I went all-in when I was early in my retirement and looking for quality dividend payers. Rising interest rates weren’t good for Realty Income and despite the solid dividend, I was down about 25%. Unfortunately I didn’t buy a basket of REITs. I just bought one. Oops.

Same play with General Mills. Solid American company, 5% dividend and I was excited about their entry into the pet food market. All-in.

General Mills dropped 25%.

And to be fair, Realty Income and General Mills are great companies that have rewarded shareholders. They were not good investments at the price at which I bought shares. But who knew?

Buying a basket of dividend payers would have been a better move. Or at least spreading out my purchases over a few months, rather than going all-in with one big purchase.

Expensive lesson. Despite my research and building a thesis, I can be wrong. Gasp!
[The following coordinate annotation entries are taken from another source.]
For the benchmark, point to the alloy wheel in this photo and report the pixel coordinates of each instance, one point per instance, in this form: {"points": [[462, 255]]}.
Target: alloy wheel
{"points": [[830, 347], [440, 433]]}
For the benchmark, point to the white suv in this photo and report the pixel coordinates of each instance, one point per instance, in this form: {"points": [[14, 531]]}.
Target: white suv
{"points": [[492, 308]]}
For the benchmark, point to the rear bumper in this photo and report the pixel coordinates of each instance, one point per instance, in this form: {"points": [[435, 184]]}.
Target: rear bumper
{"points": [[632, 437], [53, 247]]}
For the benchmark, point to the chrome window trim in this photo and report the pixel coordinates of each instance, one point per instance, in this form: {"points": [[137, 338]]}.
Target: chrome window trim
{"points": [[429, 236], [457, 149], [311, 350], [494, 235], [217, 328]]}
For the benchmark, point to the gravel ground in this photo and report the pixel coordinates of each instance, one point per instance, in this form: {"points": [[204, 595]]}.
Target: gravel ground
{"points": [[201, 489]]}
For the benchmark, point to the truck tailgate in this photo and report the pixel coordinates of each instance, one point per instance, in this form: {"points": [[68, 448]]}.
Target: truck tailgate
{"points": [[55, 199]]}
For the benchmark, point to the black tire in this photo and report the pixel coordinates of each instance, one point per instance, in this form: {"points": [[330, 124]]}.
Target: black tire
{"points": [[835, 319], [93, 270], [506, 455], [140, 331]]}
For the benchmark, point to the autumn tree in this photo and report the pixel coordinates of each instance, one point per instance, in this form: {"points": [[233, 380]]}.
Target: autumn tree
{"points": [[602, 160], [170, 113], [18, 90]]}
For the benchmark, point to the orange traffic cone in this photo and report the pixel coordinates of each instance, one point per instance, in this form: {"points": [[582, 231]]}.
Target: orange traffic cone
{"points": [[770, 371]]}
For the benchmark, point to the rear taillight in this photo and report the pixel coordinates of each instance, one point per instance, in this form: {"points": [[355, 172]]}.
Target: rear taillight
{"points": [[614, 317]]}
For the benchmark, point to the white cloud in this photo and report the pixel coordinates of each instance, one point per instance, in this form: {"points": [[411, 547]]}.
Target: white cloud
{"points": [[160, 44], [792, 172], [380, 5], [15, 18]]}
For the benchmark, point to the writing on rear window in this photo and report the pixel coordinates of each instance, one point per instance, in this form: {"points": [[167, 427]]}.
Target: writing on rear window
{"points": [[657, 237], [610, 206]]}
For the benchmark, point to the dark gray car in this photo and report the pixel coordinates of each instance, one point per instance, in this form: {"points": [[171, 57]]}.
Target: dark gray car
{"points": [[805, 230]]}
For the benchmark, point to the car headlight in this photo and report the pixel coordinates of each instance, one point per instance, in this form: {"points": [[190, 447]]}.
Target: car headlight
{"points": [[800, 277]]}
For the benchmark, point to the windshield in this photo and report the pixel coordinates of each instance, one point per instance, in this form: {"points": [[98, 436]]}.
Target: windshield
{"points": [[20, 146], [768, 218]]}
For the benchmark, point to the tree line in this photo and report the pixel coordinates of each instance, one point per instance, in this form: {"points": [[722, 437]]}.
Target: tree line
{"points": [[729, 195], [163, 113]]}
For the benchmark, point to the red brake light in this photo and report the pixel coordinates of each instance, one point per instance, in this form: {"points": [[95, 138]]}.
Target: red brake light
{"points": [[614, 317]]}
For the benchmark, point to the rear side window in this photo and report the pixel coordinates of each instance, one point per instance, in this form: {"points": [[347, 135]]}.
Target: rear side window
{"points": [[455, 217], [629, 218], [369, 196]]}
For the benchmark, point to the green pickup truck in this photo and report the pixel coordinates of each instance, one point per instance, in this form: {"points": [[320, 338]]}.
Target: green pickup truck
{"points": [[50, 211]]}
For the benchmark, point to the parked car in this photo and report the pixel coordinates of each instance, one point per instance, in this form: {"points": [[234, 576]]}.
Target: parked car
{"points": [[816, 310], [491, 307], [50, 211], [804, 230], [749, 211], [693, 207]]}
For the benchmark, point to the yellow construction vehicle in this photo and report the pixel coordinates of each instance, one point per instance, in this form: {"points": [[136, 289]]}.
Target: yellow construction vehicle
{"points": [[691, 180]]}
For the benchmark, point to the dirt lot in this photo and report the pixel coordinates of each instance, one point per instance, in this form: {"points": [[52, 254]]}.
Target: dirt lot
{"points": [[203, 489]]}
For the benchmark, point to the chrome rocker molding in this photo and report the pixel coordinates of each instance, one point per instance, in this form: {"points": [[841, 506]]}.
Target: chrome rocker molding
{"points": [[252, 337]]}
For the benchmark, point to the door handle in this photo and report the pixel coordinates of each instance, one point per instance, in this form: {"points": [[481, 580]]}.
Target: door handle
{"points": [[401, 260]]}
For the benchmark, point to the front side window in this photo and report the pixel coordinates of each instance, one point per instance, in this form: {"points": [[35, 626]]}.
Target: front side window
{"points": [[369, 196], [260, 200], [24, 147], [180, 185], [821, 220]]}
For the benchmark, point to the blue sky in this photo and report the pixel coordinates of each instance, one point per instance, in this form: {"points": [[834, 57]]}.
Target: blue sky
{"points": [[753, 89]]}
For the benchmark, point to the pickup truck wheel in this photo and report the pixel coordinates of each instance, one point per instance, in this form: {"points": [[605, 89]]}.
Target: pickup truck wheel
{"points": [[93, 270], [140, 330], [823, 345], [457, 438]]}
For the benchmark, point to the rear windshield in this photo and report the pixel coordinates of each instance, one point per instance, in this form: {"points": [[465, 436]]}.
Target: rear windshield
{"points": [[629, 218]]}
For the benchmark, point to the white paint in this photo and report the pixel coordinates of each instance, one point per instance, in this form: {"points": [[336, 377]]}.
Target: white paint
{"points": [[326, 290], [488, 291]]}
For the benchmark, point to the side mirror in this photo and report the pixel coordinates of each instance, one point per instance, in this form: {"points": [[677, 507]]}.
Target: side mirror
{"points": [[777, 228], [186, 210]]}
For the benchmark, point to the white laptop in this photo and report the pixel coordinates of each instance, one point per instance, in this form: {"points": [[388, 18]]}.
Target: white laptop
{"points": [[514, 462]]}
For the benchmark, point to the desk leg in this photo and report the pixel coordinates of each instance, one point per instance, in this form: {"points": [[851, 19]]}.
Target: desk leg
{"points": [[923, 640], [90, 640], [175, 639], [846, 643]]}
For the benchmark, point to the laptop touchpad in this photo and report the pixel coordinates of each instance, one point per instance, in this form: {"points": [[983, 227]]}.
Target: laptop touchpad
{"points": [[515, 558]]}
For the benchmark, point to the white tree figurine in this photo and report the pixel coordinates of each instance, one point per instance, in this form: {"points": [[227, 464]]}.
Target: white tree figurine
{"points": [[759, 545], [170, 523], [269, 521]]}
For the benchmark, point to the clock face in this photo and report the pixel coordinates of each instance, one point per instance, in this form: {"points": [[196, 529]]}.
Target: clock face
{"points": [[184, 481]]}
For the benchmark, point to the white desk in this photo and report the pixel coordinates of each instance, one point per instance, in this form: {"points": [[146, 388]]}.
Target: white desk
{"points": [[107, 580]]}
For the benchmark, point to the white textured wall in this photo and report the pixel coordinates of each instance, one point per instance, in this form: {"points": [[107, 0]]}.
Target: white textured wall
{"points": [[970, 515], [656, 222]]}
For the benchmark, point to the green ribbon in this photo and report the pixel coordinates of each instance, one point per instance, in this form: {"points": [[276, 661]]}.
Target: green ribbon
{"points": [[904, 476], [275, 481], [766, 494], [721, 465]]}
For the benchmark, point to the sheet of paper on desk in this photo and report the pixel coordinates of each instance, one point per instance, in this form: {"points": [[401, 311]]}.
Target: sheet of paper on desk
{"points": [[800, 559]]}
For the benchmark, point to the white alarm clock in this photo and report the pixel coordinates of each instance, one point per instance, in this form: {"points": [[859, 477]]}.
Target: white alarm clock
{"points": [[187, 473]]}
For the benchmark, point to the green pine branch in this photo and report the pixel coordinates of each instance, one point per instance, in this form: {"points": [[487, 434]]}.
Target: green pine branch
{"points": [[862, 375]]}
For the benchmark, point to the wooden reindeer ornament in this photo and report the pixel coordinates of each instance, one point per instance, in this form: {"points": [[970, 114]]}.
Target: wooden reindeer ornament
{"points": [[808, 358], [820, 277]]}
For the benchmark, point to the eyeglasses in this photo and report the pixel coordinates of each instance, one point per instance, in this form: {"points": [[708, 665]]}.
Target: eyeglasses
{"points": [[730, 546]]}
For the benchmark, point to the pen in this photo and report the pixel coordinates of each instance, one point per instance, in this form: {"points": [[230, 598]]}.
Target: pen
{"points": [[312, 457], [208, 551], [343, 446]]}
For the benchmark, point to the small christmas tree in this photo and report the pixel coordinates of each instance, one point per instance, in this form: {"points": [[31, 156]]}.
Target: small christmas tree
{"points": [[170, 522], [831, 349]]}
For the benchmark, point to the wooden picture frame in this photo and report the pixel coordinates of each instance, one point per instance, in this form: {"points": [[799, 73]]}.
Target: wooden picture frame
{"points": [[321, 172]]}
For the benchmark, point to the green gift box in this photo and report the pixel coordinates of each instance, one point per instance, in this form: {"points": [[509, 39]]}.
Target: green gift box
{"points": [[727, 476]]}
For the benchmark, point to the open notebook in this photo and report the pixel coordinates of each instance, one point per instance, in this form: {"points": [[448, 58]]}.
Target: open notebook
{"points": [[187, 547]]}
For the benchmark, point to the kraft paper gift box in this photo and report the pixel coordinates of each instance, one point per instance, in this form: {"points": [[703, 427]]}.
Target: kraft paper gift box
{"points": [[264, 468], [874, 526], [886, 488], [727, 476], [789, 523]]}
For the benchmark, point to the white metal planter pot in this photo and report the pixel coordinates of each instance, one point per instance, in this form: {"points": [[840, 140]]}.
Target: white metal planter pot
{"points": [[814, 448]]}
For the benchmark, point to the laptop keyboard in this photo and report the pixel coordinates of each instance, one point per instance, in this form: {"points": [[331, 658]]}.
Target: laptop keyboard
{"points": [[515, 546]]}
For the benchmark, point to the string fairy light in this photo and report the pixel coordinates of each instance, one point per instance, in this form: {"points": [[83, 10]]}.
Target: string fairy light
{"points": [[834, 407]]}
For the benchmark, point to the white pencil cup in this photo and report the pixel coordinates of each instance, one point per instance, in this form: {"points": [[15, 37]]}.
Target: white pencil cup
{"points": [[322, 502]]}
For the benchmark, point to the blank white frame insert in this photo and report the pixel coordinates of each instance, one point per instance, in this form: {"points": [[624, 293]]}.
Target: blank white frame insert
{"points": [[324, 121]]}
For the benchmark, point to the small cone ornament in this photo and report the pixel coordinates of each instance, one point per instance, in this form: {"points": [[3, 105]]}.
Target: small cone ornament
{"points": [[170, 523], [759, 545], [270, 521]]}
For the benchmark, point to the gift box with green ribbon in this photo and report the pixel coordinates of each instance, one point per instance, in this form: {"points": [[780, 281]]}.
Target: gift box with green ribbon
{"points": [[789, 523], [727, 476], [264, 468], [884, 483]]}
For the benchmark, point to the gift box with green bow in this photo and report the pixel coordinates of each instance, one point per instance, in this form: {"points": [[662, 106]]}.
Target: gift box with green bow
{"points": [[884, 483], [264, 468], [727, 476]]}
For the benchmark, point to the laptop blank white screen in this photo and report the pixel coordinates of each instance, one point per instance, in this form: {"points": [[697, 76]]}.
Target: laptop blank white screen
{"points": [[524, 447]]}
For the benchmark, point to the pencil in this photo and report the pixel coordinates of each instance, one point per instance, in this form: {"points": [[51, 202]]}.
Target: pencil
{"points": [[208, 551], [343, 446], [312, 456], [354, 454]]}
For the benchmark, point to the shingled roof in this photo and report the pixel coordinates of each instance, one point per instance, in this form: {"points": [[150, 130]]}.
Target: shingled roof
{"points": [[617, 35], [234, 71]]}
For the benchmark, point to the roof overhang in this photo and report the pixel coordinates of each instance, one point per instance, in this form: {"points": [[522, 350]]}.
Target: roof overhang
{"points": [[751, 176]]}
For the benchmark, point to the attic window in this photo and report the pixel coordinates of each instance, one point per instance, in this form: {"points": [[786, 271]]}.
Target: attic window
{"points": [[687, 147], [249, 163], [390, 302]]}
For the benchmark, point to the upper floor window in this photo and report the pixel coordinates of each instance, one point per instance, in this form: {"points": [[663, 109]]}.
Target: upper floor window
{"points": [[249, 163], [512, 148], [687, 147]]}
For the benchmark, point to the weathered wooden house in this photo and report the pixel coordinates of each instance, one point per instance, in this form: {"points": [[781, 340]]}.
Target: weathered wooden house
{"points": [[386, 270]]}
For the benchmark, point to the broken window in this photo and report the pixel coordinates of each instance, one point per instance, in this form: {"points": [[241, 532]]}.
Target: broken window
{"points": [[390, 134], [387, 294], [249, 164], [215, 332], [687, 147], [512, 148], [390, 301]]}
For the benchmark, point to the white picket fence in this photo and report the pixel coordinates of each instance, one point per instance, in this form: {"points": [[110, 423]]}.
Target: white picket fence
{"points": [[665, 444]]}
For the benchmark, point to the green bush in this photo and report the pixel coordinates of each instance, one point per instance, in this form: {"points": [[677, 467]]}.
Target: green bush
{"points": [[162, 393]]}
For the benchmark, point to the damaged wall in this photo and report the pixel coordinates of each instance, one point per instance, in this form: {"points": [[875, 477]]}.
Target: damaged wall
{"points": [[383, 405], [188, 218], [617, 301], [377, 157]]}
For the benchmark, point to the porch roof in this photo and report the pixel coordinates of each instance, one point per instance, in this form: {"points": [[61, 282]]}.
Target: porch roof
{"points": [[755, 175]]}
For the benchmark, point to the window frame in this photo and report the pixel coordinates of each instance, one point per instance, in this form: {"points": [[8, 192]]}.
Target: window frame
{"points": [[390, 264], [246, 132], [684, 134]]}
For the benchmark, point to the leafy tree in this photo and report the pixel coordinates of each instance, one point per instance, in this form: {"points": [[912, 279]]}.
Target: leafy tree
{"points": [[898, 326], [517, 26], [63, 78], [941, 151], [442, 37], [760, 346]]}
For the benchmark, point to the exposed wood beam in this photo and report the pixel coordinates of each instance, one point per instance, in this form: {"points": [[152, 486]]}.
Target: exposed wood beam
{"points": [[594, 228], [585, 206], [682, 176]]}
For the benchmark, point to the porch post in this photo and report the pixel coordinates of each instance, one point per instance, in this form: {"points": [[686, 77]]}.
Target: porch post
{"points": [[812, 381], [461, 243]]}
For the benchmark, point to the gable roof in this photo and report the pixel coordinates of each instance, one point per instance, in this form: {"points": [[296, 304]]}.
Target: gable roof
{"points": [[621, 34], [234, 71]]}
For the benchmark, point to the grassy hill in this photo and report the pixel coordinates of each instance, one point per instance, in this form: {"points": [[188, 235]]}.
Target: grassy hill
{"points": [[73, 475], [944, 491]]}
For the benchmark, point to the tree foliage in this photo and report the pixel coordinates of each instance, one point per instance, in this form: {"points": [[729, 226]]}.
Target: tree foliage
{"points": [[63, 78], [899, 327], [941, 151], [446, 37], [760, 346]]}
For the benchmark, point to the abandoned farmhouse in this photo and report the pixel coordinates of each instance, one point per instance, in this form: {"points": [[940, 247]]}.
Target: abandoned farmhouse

Yup, remember Under Armor, Whirlpool, VF Corp, Intel, Devon Energy, NextEra, and UPS, just to name a few. Great companies, bad timing. I lost money on each of these.

Wrap Up

I just took a look and I own 70 stocks.

Some are up, some are down.

I’m surprised that Costco is down this year. It is a superior operator and with inflation stubbornly high, I can’t understand why it is at a 52-week low. Costco is down 4.3% YTD even though I proclaimed my love for it here.

Caterpillar on the other hand is up over 62% this year. It is up more than both Broadcom and Taiwan Semiconductor. Caterpillar doesn’t do tech and AI, it makes really big vehicles.

I wouldn’t have called that one back in January of this year.

And that’s exactly the point. We never know.

I’m confident Costco will go on to new highs. I can’t tell you when. It may take years.

And Caterpillar will come back to earth. It’s unlikely it will be up 62% again next year, but it could be.

Buying a basket of stocks is a good way to manage risk. We won’t always choose the best, but some companies will likely boom while some bust.

Doing some research, creating a thesis, eliminating the companies that don’t pass our test, and building a diverse portfolio can help us participate in big winners and will also prevent us from panicking when our favorite company has a bad year or 2 or 3 or even 5.

And Another Thing…

Let me expand on some are up some are down. My investing goal is to make money. If I can’t routinely beat the S&P 500 then I should just buy an S&P 500 fund.

I lost almost $30,000 on VF Corp. That stings.

But I’ve sold some of my shares of Apple, Amazon, Netflix, Starbucks, Safety Insurance, Alphabet, Broadcom, Nvidia and many others along the way as they’ve grown in value. I made money on the sales and my remaining shares have continued to grow.

I have more than 20 sales that have each gained far more than VF Corp has lost.

And I continue to hold many of these companies, as well as 60 or so others. And as a basket, the 70 active companies that I hold are beating the S&P 500.

The point is that even the best investors make mistakes. But if we do our research and diversify, we’ll likely have more Caterpillars and Apples and Amazons and Netflix than we’ll have VF Corps. And our winners can double many times over where our losers can only go to zero once.